The use of effective microorganisms, or EM for short, was first introduced to Hawai‘i in 1997 by Hiromichi Nago, who had learned about the benefit of microbes while in Okinawa under the tutelage of professor Teruo Higa, a professor at the University of the Ryūkyūs. In the early 1980s, after experiencing a bout of pesticide poisoning while researching composting techniques for mandarin oranges, Higa turned his attention to microbes, stumbling upon their beneficial properties by accident. Figuring it a waste to discard the microbe solution down the drain, he poured it over a patch of grass. One week later, he discovered the grass with the microbes had grown significantly better than the grass around it. Tantalized, Higa went on to create EM•1, a trademarked mix of microorganisms that have proved beneficial in a variety of applications, from household cleaner to odor eliminator to landscape fertilizer.

In 2006, heavy rains over Honolulu caused a large wastewater pipe to burst, prompting the city to divert 48 million gallons of raw sewage into the Ala Wai Canal. Nago had a thought: He could put the balls to work at home in Hawai‘i.
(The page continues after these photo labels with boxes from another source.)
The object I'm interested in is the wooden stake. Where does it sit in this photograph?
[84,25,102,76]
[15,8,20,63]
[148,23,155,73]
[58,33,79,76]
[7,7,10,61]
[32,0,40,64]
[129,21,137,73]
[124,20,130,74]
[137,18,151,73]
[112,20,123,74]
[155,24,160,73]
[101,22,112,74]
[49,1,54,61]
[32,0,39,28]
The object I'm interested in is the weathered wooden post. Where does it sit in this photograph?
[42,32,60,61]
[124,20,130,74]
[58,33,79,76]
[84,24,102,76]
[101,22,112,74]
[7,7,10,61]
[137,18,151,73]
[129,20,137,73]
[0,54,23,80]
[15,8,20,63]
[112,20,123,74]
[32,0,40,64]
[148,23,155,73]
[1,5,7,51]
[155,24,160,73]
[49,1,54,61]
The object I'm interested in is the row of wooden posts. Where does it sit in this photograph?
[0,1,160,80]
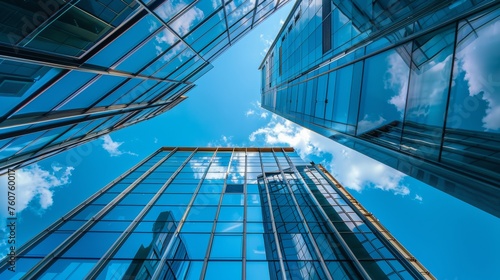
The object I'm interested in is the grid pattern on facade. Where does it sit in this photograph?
[0,0,287,174]
[0,148,432,279]
[261,1,500,216]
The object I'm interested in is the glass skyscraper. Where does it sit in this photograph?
[260,0,500,217]
[0,0,288,173]
[0,147,433,280]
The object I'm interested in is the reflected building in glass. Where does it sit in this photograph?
[0,0,288,173]
[260,0,500,217]
[0,147,434,280]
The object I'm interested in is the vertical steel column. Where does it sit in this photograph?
[283,151,371,279]
[259,149,287,280]
[200,148,234,280]
[272,150,333,280]
[152,148,218,279]
[241,148,248,280]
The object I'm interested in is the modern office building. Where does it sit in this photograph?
[0,0,288,173]
[260,0,500,217]
[0,147,433,280]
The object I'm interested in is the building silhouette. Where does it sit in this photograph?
[0,0,288,173]
[260,0,500,217]
[0,147,434,279]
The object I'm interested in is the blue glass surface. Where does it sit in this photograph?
[210,234,243,260]
[15,70,96,116]
[58,75,125,110]
[205,261,242,280]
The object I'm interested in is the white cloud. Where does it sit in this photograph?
[245,109,255,117]
[245,101,269,119]
[384,53,410,117]
[101,134,137,157]
[249,114,410,196]
[457,20,500,130]
[207,135,237,147]
[358,115,385,133]
[0,164,74,213]
[226,0,255,26]
[260,34,273,56]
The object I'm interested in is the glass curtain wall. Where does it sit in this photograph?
[0,148,432,280]
[261,1,500,216]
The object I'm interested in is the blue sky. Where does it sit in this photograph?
[0,4,500,279]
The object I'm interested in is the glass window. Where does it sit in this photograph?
[87,14,161,67]
[181,221,215,233]
[27,4,112,56]
[186,206,217,221]
[246,261,270,280]
[215,222,243,233]
[62,232,121,258]
[222,194,245,205]
[247,207,262,222]
[210,235,243,259]
[58,75,125,110]
[22,231,72,257]
[119,193,154,205]
[156,193,193,205]
[102,205,144,221]
[16,70,96,116]
[143,206,186,221]
[246,234,268,260]
[357,46,410,138]
[219,206,243,222]
[168,0,221,36]
[40,259,98,279]
[205,261,242,280]
[180,233,210,260]
[154,0,194,22]
[116,30,179,73]
[402,29,455,159]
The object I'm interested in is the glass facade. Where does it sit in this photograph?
[0,148,434,280]
[260,0,500,217]
[0,0,288,172]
Although the canal’s developers originally imagined Waikīkī as a “Venice of the Pacific,” the Ala Wai Canal has served as a de-facto waste dump from its inception in 1927, first to drain the wetlands that once made up the area and make way for the infrastructure to support Waikīkī as a burgeoning tourism center; then, to divert dirty rainwater from the golden-hued shores of Waikīkī Beach.

But despite the going science suggesting the efficacy of using microbes to improve water quality in urban waterways, approval to use Genki balls in the Ala Wai would take 13 years, delayed by a permitting process and the federal Clean Water Act that prohibits the release of unpermitted materials into a waterway. Finally, in 2019, permission to deploy the Genki balls was granted.
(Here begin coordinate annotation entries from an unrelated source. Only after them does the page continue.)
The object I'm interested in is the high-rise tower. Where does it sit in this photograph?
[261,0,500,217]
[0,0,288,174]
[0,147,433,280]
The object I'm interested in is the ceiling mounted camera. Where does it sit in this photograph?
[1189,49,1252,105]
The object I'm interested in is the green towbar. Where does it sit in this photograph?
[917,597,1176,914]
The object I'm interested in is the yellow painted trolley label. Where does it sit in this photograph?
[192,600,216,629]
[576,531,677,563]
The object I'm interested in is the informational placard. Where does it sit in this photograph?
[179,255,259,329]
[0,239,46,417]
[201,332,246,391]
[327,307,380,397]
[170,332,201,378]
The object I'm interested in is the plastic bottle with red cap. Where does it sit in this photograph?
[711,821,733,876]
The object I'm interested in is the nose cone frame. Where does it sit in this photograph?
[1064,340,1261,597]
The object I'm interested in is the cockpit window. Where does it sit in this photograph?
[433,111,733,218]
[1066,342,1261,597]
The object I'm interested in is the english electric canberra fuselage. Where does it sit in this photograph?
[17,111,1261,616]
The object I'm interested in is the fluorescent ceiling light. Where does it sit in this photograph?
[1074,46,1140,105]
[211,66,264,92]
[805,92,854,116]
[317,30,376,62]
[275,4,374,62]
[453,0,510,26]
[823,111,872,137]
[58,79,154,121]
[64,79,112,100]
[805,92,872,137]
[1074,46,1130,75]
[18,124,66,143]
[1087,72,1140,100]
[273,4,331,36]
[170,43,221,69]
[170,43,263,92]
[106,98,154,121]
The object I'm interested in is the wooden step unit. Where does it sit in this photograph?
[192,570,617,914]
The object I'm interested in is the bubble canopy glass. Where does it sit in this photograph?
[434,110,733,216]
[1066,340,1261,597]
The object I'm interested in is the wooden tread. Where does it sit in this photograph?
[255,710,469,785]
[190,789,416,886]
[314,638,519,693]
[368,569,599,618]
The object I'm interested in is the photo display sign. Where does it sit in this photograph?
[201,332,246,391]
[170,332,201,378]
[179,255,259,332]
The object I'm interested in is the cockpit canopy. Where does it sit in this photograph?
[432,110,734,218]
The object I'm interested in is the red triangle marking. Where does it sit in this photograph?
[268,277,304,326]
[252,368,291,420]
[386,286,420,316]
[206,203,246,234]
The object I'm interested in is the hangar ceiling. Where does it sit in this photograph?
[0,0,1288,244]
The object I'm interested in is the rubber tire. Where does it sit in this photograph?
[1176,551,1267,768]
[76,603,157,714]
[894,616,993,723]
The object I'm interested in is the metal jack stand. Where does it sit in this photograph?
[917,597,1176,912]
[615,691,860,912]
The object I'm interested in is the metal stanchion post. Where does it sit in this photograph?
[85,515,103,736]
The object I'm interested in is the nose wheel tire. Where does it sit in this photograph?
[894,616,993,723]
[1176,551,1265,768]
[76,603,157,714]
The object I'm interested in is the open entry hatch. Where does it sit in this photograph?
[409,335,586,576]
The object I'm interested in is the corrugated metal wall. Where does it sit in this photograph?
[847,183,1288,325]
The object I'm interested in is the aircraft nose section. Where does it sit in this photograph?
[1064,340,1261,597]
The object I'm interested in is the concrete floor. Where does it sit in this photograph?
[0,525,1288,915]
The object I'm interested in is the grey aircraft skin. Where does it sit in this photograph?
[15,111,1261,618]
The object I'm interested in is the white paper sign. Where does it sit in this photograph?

Before the group’s inaugural toss, officials from the Hawai‘i State Department of Health squelched out into the canal to take baseline water-quality readings and quickly found themselves mired in murky sludge nearly two feet deep in some spots—the result of decades of runoff pollution and intentional dumping. The pervasiveness of the muck was rivaled only by its odor, a sulfuric stench of rotten eggs that had long beleaguered nearby residents and businesses. The tests further confirmed the high levels of fecal contamination that prompted the city to post signs from as early as the 1970s warning local residents against eating anything from the canal.
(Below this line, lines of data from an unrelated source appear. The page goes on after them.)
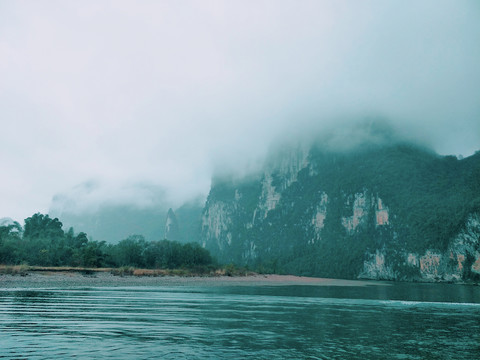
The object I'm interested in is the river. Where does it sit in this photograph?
[0,283,480,360]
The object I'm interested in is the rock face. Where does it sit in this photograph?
[201,139,480,281]
[164,208,180,241]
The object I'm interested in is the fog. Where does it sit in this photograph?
[0,0,480,220]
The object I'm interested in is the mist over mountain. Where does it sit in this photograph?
[0,0,480,221]
[201,121,480,281]
[49,181,172,243]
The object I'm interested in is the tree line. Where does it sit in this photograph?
[0,213,214,269]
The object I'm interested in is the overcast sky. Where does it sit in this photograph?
[0,0,480,221]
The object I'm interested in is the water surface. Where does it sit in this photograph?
[0,284,480,359]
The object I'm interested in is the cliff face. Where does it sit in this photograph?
[201,144,480,281]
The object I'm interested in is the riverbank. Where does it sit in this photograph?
[0,271,387,289]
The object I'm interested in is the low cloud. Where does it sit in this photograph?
[0,0,480,218]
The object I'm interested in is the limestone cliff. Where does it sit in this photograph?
[201,139,480,281]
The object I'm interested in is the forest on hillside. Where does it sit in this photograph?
[0,213,214,269]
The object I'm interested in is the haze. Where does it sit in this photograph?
[0,0,480,221]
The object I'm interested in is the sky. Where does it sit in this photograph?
[0,0,480,221]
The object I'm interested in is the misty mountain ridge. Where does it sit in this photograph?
[201,122,480,281]
[44,119,480,281]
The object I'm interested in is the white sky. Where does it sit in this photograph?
[0,0,480,221]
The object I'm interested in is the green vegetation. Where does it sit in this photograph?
[203,142,480,278]
[0,213,215,274]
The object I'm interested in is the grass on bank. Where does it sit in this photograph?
[0,264,256,277]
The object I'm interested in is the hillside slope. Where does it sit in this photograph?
[201,142,480,281]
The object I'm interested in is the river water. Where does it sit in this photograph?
[0,283,480,360]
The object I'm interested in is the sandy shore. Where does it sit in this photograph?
[0,272,386,289]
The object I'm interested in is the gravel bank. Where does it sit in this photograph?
[0,272,386,289]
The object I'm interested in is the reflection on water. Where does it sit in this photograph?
[0,284,480,359]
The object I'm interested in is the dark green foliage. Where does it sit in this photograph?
[0,214,214,269]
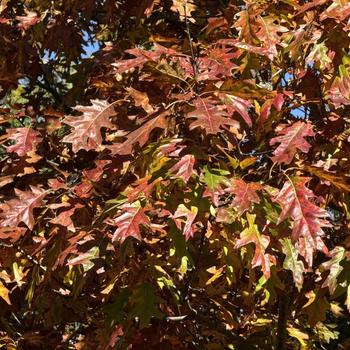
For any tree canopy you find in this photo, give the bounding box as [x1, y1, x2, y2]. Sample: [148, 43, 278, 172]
[0, 0, 350, 350]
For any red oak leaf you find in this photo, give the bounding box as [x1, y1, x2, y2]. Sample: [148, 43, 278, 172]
[172, 204, 198, 240]
[260, 94, 284, 123]
[63, 100, 115, 153]
[16, 11, 40, 30]
[50, 204, 83, 232]
[270, 121, 315, 164]
[169, 154, 195, 183]
[112, 44, 181, 74]
[83, 160, 111, 182]
[236, 213, 276, 279]
[225, 179, 262, 215]
[219, 92, 252, 127]
[109, 111, 169, 155]
[0, 186, 46, 230]
[106, 204, 150, 243]
[197, 47, 237, 81]
[125, 176, 160, 203]
[187, 97, 239, 134]
[6, 128, 42, 157]
[0, 226, 27, 243]
[273, 177, 331, 266]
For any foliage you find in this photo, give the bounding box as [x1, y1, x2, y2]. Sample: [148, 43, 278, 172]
[0, 0, 350, 350]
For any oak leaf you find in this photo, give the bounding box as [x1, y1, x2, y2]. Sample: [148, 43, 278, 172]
[169, 154, 195, 183]
[0, 186, 47, 230]
[109, 111, 169, 155]
[273, 177, 331, 266]
[280, 238, 305, 291]
[63, 100, 115, 153]
[219, 92, 252, 127]
[6, 128, 42, 157]
[236, 213, 276, 279]
[187, 97, 239, 134]
[322, 246, 346, 294]
[270, 121, 315, 164]
[225, 179, 262, 215]
[106, 202, 150, 243]
[172, 204, 198, 240]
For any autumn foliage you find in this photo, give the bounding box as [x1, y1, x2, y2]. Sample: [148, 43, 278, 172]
[0, 0, 350, 350]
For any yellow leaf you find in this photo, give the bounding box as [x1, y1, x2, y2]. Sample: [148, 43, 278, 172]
[206, 266, 224, 286]
[171, 0, 197, 22]
[239, 157, 256, 169]
[0, 281, 11, 305]
[305, 165, 350, 192]
[287, 327, 309, 349]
The cost of testing remains one of Genki Ala Wai’s biggest obstacles, according to Kouri Nago, Hiromichi’s son, who joined the group’s effort. Federal funds that had been promised to Genki Ala Wai—which was chartered as a nonprofit under the Hawai‘i Exemplary State Foundation, itself tasked with creating a systems-based approach to care for the entire watershed from mountain to ocean—dried up during the pandemic, as did the city’s offer to regularly test water-quality levels. Still, the group remains determined to make the Ala Wai “genki” (meaning “healthy” or “energetic” in Japanese). They are spurred on by ongoing, visible improvements: sandy, rocky bottom where there once was only tarry black sludge; the absence of any fetid stench; the decrease in enterococci bacteria from fecal contamination; the welcomed return of native species, such as weke (a type of goatfish), moi (Pacific threadfin), and Hawaiian monk seals, to parts of the canal once devoid of life. “I know the significance that EM could have here,” says Kouri, who notes that Genki balls have also now been deployed at polluted waterways in the neighborhoods of Salt Lake and Kalihi on O‘ahu, and in the sprawling koi ponds at Hawai‘i Island’s Lili‘uokalani Gardens, said to be the largest Edo-style garden outside of Japan. “I see a vision that this place could be a model for the rest of the world.”

The mudballs, for their part, do much of the heavy lifting once they’re thrown in, dissolving like time-release capsules on the canal floor over the course of a year. “That’s why we love them. They don’t complain, they don’t take vacation,” Chun says, picking up a ball and bowing her head in gratitude. “Now you go and do your good work.”